In many respects, this no illusions school of thought may be a more honest vision of business in general. Attempts to humanise capitalism through norms or political pressure have consistently fallen to the wayside when directly confronted with profit maximisation, the central raison d’etre of any business. The run away success of Rosneft’s IPO on the London Stock Exchange, over the protests of George Soros and others about the ethics of buying into a firm that allegedly acquired Yukos assets illegally, is a case in point. The success of the South Stream pipeline in out-manoeuvring the EU’s Nabucco consortium through aggressive business tactics is yet another. Ironically, BP leadership would also actually welcome the sale of the Russian assets to the state gas giant.

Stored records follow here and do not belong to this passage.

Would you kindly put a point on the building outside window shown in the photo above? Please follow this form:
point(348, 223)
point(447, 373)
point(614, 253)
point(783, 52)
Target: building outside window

Thus, when BP’s Chairman called the dispute “a return to the corporate raiding activities that were prevalent in Russia in the 1990s”, Mikhail Friedman, one of the Russian shareholders, accused Sutherland of casting “this as a conflict between a recognized, respectable Western company and wild hordes of Russian oligarchs who are trying to seize power through dirty methods”.
In a comment on Steve LeVine’s blog, Mr. Post writes the following:
The expression should read, “All’s fair in love, war, and the oil business.”
The West could have created an atmosphere of mutual benefit during the 1990’s when Russia was weak but instead the oil majors sought to use their leverage and take as much as they could get from a weak and desperate Russia. Their approach created a zero-sum playing field. Now that the Russians have found their footing and are playing as equally well as their Western counterparts, BP cries foul.
Can we take from this that the West doesn’t like to compete in games where their “opponents” are as strong and talented as they?
He may have a point. Indeed, the BP side’s public complaining over TNK-BP, though in many respects legitimate, does smack of sour grapes. When BP created TNK-BP in 2003, the new company was evenly split, 50-50, with no controlling stakes; unprecedented for Russian-Western joint ventures. At the time, Putin himself warned that that was a bad idea.
I am only speculating, but it seems that BPs original decision not to push for a controlling stake in the deal was grounded in the confidence that it could maintain informal dominance in the partnership. Now that capitalist-savvy Russians have beaten the Western giant at its own game, it’s no use crying foul.